My nose wiggles and my tail grows. I learn to scurry and then to run, launching onto my rear haunches I lean forward the wind whistling and then roaring through my hair. I plop down and survey the scene. Cycads and lichens abound. I gaze at the curl of the horizon and want more.
When the tide is low there are many things to see. When spirits are low and exposed, like driftwood washing onto the beach, my smooth, white, desires bake in the sun. The gulls call and drop from the sky, poking around, seeking bits of rotting fish and beached crabs. The air is rank and heavy, like a salty barnyard with fish-soaked silage. Stones and sand are interspersed with bits of glass rendered smooth by the waves grinding in the tumble of churning sand. The horizon curves into infinity, stretching in all directions. But I look to the sea. The sun shines, but it has no carefully circumscribed edge. I close my eyes again.
Such are my dreams.
My parents sort, and pair off, performing the love dance and the gene shuffle.
And I am conceived.
I dig into the wall of mother’s uterus, a spelunker in the primordial cave.

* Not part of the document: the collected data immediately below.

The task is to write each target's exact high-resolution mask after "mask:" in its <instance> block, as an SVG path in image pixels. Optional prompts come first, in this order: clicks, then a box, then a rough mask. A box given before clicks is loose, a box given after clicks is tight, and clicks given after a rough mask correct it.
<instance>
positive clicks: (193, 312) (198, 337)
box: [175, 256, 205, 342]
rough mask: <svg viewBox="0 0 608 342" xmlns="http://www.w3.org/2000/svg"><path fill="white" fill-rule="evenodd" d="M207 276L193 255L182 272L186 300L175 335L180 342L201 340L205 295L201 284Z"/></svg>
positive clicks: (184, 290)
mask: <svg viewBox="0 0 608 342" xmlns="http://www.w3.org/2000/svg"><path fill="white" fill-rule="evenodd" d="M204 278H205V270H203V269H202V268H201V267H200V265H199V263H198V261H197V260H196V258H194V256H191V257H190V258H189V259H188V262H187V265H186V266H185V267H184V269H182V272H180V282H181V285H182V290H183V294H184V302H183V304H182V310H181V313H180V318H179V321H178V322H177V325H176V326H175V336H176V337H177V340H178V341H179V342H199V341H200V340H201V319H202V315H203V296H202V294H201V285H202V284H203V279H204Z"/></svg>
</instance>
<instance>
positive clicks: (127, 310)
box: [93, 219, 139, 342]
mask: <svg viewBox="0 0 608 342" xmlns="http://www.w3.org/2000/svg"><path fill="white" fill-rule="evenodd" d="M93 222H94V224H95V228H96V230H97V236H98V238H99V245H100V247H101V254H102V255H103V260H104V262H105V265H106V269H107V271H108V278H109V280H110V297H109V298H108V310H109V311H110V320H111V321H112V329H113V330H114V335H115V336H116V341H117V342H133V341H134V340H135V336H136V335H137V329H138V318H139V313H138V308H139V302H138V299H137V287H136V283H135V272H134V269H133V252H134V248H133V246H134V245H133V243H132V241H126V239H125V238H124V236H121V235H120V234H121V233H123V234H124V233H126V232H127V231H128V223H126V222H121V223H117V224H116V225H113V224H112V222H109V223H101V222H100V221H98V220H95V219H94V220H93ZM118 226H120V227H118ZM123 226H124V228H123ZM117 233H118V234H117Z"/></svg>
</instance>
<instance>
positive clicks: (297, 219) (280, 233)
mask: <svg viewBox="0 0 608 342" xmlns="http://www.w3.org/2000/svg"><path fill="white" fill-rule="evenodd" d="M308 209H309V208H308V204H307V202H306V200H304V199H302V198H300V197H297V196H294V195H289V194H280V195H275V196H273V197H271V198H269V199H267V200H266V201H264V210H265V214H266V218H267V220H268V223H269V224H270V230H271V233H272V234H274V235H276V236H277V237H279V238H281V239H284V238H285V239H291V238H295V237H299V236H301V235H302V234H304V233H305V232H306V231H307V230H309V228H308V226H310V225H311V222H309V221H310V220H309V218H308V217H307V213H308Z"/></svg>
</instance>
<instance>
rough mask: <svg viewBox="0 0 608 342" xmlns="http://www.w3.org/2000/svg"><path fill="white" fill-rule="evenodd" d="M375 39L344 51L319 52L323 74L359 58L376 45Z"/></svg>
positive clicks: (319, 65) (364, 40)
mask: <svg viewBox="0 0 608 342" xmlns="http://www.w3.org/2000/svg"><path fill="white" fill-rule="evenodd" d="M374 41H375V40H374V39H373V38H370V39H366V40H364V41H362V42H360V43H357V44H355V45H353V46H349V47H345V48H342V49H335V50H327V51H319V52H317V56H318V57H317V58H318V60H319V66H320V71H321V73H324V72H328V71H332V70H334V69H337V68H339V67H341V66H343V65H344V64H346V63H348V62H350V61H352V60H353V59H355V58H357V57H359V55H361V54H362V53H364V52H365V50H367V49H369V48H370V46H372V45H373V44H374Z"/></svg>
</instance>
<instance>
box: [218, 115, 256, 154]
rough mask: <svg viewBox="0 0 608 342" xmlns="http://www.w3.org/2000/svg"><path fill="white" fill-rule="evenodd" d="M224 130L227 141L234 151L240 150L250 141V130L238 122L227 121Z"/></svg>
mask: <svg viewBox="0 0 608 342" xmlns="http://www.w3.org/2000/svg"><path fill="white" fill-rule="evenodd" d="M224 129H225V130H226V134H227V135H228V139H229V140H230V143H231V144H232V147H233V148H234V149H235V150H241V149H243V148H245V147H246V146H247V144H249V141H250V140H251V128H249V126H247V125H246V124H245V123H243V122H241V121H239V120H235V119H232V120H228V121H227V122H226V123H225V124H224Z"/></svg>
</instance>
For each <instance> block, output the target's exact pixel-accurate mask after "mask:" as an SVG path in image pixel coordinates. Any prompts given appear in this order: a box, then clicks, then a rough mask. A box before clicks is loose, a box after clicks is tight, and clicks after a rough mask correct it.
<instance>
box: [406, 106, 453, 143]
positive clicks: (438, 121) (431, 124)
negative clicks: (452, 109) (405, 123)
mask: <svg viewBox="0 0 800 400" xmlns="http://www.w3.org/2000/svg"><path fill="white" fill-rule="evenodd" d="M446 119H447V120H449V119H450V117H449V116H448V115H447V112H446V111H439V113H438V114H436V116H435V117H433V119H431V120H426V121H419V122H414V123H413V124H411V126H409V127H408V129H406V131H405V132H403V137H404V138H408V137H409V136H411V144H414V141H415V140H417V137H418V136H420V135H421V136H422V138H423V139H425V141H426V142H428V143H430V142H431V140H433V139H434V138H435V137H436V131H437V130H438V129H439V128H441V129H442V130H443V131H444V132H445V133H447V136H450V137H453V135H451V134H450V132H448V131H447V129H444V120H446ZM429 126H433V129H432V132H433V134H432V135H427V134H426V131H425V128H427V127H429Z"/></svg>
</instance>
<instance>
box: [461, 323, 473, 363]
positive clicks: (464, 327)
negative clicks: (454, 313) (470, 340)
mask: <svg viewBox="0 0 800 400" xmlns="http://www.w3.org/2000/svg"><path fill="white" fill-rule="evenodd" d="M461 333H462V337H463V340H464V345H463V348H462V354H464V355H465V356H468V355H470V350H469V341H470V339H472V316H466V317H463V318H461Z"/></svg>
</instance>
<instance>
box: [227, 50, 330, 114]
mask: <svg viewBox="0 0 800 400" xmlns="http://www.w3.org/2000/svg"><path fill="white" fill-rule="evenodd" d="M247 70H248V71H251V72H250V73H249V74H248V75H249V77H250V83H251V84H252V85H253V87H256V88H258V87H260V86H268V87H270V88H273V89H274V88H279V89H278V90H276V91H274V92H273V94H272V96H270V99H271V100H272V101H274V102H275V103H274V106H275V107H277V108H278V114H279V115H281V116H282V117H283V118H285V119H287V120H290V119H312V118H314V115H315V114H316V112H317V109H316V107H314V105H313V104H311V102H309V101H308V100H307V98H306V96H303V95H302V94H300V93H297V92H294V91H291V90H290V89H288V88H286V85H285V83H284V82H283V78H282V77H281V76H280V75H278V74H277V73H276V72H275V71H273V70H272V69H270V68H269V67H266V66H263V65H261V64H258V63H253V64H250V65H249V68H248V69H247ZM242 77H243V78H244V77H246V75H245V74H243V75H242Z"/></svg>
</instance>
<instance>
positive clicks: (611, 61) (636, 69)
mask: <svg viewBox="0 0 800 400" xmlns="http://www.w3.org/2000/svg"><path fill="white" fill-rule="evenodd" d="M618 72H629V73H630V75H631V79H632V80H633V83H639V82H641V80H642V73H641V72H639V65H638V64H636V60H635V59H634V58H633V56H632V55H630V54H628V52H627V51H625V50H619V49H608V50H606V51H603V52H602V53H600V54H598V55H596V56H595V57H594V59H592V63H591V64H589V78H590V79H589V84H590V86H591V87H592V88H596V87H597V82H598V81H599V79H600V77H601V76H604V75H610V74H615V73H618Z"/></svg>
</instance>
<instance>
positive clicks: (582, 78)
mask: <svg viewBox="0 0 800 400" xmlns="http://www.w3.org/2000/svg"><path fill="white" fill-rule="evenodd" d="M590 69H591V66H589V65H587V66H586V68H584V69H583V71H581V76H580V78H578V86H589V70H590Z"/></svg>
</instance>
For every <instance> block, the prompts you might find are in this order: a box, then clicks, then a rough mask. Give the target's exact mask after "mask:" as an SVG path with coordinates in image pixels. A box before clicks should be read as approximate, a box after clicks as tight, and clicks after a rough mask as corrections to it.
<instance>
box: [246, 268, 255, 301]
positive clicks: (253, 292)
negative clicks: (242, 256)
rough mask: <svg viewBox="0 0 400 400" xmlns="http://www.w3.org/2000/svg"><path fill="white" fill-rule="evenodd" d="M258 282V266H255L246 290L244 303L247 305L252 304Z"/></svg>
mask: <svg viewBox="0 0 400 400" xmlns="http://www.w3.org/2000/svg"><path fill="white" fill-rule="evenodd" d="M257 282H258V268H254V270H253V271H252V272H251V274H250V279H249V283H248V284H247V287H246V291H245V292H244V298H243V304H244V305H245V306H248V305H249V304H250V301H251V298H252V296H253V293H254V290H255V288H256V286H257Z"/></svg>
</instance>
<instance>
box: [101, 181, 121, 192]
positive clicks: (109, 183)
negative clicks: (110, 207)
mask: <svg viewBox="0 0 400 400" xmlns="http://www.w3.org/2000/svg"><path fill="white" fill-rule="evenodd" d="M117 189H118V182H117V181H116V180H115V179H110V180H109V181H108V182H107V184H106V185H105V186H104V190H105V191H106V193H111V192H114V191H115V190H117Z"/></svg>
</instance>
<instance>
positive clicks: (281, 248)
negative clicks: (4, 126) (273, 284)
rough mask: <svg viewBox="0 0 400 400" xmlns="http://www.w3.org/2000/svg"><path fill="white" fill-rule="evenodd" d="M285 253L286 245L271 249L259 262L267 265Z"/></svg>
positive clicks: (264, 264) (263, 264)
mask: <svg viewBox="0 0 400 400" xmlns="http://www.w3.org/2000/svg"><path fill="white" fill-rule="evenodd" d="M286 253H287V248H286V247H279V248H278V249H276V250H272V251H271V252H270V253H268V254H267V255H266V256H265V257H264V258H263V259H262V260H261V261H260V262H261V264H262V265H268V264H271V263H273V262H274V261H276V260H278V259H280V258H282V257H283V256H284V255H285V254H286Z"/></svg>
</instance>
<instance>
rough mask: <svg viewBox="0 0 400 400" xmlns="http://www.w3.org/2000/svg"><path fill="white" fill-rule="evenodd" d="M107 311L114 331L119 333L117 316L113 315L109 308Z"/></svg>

I dig deeper, releasing enzymes that allow me to burrow and implant.
Can I want, or do I only exist?
Can a fetus ask a question?
And now, I am man.
But what is man?
How far back do I go?
I am the sum of all my ancestors.
I am not the endpoint.
The journey is not over.
The life force continues to transform and grow.
How long will the journey last?
How can I know?
Perhaps, I will reach for the stars…Such are my dreams.